At a time when a lot of new viruses are being developed every day, but especially malware and spyware, it is of increasing importance that anti-virus software tries to detect unknown viruses. Accordingly, almost all current anti-virus software works with reactive methods as well as proactive ones. For this purpose, the software can search for general characteristics of malicious programs and thus recognize patterns of viruses, even if an exact signature is still unknown. However, there are also a number of other variants of how anti-virus software can also detect unknown viruses and render them harmless. This includes, among other things, the SandBox technology (here a computer is simulated and the possibly harmful program is opened in a situation where no damage can occur) or the behavioral analysis (here a real-time monitoring is carried out in real-time monitoring, which detects the suspected virus when a stimulus threshold is exceeded blocked).
What is a computer virus?
The term computer virus is often used as a general term for all malicious software that can infect a computer. In detail, this is not correct. A computer virus is a computer program that is either hidden in other computer programs, a boot sector or RAM. This occurs through reproduction (computer 1 is infected and comes into contact with computer 2. This also infects computer 2. However, the computer virus is not removed from computer 1 and has increased as a result). This reproduction as a distribution and infection function gave the computer virus its name in comparison to the biological variants.
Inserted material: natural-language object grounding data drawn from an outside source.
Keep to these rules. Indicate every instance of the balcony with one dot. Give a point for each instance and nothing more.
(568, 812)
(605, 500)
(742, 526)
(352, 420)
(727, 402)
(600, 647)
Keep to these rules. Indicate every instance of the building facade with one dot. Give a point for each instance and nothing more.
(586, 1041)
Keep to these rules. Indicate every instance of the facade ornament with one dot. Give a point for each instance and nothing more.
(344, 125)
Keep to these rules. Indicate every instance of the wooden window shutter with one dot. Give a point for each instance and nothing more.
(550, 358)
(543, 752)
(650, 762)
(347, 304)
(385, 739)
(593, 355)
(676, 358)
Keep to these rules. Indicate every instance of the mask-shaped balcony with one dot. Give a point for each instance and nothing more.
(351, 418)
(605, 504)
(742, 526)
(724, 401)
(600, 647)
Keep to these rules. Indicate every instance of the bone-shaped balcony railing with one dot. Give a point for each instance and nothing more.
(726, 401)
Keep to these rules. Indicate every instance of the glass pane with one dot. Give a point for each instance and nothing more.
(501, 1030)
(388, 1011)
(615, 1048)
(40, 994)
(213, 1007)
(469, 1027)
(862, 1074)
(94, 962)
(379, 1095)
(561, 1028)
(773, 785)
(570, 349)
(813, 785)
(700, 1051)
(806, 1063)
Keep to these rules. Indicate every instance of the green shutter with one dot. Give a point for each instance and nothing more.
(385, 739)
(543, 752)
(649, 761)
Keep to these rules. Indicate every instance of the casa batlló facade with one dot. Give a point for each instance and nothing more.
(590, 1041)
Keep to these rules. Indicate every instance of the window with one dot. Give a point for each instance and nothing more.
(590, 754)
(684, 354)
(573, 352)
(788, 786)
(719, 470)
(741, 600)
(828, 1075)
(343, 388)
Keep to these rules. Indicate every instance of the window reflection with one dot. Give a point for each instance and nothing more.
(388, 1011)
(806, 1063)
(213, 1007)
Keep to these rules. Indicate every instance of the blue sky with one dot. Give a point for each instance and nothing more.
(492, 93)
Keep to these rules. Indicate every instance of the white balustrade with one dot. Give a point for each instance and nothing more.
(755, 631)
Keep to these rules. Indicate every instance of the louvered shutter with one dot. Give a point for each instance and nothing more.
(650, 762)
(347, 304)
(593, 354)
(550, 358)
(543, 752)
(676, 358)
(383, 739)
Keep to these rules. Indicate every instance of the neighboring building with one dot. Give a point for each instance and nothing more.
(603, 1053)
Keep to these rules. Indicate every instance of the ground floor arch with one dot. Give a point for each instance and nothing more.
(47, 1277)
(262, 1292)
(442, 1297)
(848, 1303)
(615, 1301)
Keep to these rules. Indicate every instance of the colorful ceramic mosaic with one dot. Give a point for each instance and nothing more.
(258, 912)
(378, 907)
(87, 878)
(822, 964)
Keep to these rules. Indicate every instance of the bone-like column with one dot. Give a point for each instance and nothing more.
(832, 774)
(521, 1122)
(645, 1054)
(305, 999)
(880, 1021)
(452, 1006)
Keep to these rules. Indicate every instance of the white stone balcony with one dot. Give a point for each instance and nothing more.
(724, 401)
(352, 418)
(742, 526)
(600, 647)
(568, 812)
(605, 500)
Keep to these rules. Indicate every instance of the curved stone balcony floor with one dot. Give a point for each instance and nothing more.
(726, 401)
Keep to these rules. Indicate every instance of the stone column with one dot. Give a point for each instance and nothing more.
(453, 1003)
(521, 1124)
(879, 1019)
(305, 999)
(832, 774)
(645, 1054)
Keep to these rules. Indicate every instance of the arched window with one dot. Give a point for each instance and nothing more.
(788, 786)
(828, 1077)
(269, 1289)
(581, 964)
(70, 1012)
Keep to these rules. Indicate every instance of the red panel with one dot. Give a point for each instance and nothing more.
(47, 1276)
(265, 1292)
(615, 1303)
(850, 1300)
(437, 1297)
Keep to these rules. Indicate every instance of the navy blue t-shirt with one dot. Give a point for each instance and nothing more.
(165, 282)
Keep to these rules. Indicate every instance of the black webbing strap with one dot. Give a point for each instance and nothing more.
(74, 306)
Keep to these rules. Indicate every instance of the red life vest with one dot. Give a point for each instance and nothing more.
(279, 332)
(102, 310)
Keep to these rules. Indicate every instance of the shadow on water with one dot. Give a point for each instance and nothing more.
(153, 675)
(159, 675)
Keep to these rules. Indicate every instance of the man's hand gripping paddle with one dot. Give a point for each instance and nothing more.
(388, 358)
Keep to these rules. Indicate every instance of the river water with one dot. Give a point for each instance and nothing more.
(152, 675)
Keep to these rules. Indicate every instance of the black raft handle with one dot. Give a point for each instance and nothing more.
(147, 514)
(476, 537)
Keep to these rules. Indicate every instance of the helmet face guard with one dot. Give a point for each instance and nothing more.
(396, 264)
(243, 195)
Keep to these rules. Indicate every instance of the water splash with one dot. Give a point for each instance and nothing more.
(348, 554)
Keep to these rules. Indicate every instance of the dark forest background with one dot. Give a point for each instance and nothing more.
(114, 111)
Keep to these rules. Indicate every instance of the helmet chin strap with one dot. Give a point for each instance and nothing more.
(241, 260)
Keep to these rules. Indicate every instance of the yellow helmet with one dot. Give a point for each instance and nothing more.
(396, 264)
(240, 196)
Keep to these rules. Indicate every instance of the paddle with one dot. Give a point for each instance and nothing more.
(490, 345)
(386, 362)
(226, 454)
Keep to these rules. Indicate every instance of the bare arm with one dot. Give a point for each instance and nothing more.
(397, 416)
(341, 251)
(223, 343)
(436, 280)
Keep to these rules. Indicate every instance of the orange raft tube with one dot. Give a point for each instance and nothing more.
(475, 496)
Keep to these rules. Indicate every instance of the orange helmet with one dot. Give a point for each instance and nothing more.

As early as 1949, the first theoretical papers were written on whether and how computer programs can reproduce and spread independently. In 1980 the comparison with biological viruses was used for the first time. In 1982, the first boot virus was written by a 15-year-old student who was able to spread via floppy disks on Apple II systems. Almost all early viruses, which could infect MS-DOS, Amiga, Atari or Unix, used this method of distribution. The virus is usually hidden in a host program. If this is carried out, the virus is also started and spreading is initiated. Computer viruses were often not particularly harmful. The programming was mostly just about the widest possible distribution and getting attention (the so-called existence report). However, even in the early days of computer viruses, there were those that could cause actual damage. This included the destruction of data as well as the targeted destruction of individual hardware elements (e.g. by overclocking the graphics card or reducing the fan speed). Frequently, the firmware was attacked directly, with the result that the computer could no longer be started.
Nowadays the actual computer virus is of little importance and has been replaced by painting software, spyware and computer worms (which are still spreading via e-mails and the Internet, but also via removable media). Nowadays, the threat of computer viruses (including worms, Trojans and malware / spyware) is much greater. The viruses not only aim to spread as widely as possible, but also aim to steal information from other computers. All information - from valuable bank or credit card data to uninteresting data such as Google behavior or shopping preferences - can be marketed profitably. Personal data is one of the most important currencies of the modern age. Of course, computer viruses can also be used specifically to obtain passwords from certain websites. Again and again, even large corporations like Facebook hit the headlines that the passwords were stolen by millions of users. Sites and programs are often also targeted by attacks where users' money is virtually deposited. Examples include telephony programs such as Skype, but also computer games or virtual casinos. By changing the password, users can often no longer access their credit. In addition, bank or credit card details are usually stolen, so that the damage can be double or triple.
Compared to computer worms and malware, the spread rate of real computer viruses was very low and the economic damage was also relatively insignificant.